Oxfam-Bericht: Arbeitsrechte in der Sportbekleidungsindustrie im Abseits!
Berlin / Jakarta (ots)
Während die Sportbekleidungsgiganten sich auf die Präsentation ihrer Produkte bei der Fußball-Weltmeisterschaft vorbereiten, spielen sich hinter den Kulissen andere Szenen ab, so ein heute veröffentlichter Bericht von Oxfam International: Viele Arbeiterinnen und Arbeiter in der Sportbekleidungsindustrie müssen mit Einschüchterungen, Gewalt und Entlassung rechnen, wenn sie versuchen, gewerkschaftlich tätig zu werden.
Für den in Jakarta/Indonesien vorgestellten Bericht "Abseits! Arbeitnehmerrechte und die Herstellung von Sportbekleidung in Asien" hat Oxfam über ein Jahr lang zwölf große Markenfirmen* untersucht. Laut Oxfam unternimmt keine dieser Firmen genug, um in ihren Lieferketten die grundlegenden Rechte auf Vereinigungsfreiheit und Kollektivverhandlungen durchzusetzen.
"2004 forderte die Play Fair Alliance - bestehend aus Oxfam, der Kampagne für Saubere Kleidung sowie Gewerkschaften - die Industrie auf, die Arbeitsbedingungen in ihren Lieferketten zu verbessern. Bedauerlicherweise hat sich bisher wenig geändert. Das Recht der Arbeitnehmerinnen und Arbeitnehmer, Gewerkschaften zu gründen, ist entscheidend, um in den Fabrikhallen notwendige Verbesserungen durchzusetzen. Dennoch sind viele Markeninhaber nicht willens, diesen Ball zu spielen", so Kelly Dent, Sprecherin von Oxfam International und Co-Autorin des Berichts.
Gemäß dem Bericht schneidet FILA** in Sachen Arbeitsrechte am schlechtesten ab. Das Unternehmen hat es unterlassen, gegen bekannt gewordene schwere Fälle von Belästigung und Diskriminierung des Personals innerhalb seiner Lieferkette vorzugehen. In einem Fall hat ein FILA-Zulieferer in Indonesien, bei dem erschreckend viele Missbrauchshandlungen gegen Beschäftigte auftraten, die Fabrik plötzlich geschlossen. Ein Jahr später hat immer noch keiner der ehemals 3500 Beschäftigten Lohnnachzahlungen oder Abfindungen erhalten. FILA weigert sich, seine Rolle bei der Schließung des Betriebs offen zu legen und Verantwortung für die Arbeiter/innen zu übernehmen.

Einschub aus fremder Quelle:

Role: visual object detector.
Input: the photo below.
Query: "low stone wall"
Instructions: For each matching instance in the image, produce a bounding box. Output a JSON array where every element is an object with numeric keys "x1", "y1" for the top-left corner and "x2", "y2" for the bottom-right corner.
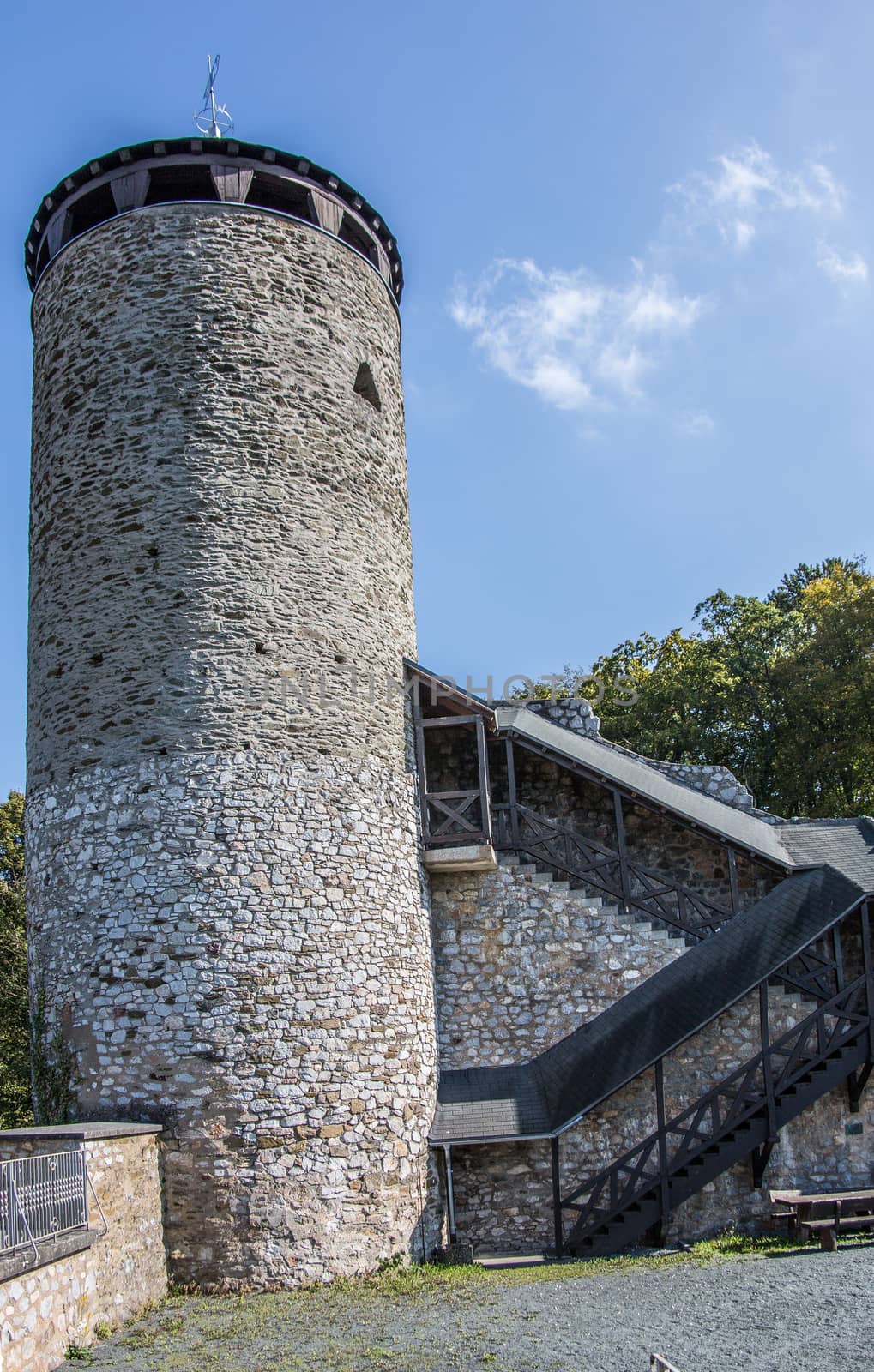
[{"x1": 0, "y1": 1123, "x2": 167, "y2": 1372}]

Laut Oxfam hat sich dagegen Reebok bisher am meisten für die Durchsetzung der Arbeitnehmerrechte in der asiatischen Sportbekleidungsindustrie engagiert. Marken wie Nike, adidas, Puma und Asics haben ebenfalls Verbesserungen vorgenommen.
Insgesamt betrachtet bleibt das Verhalten der Industrie jedoch inkonsequent und widersprüchlich. So ist der Anteil der Sportschuhe, die Nike in Ländern produzieren lässt, in denen das Recht der Beschäftigten auf Vereinigungsfreiheit gesetzlich garantiert ist, seit 1998 von 52% auf 38% gesunken. Auch die Mehrzahl von Pumas Sportschuhen wird in Ländern hergestellt, in denen Gewerkschaftsrechte nicht gesetzlich verankert sind.
Ein adidas-Zulieferer in Indonesien *** hat kürzlich dreißig Beschäftigten gekündigt. Diese hatten an einem legalen Streik teilgenommen, bei dem mehr Lohn gefordert wurde, um die dramatisch angestiegenen Lebenshaltungskosten decken zu können. adidas hat sich bisher geweigert, ihnen zu helfen, wieder eingestellt zu werden.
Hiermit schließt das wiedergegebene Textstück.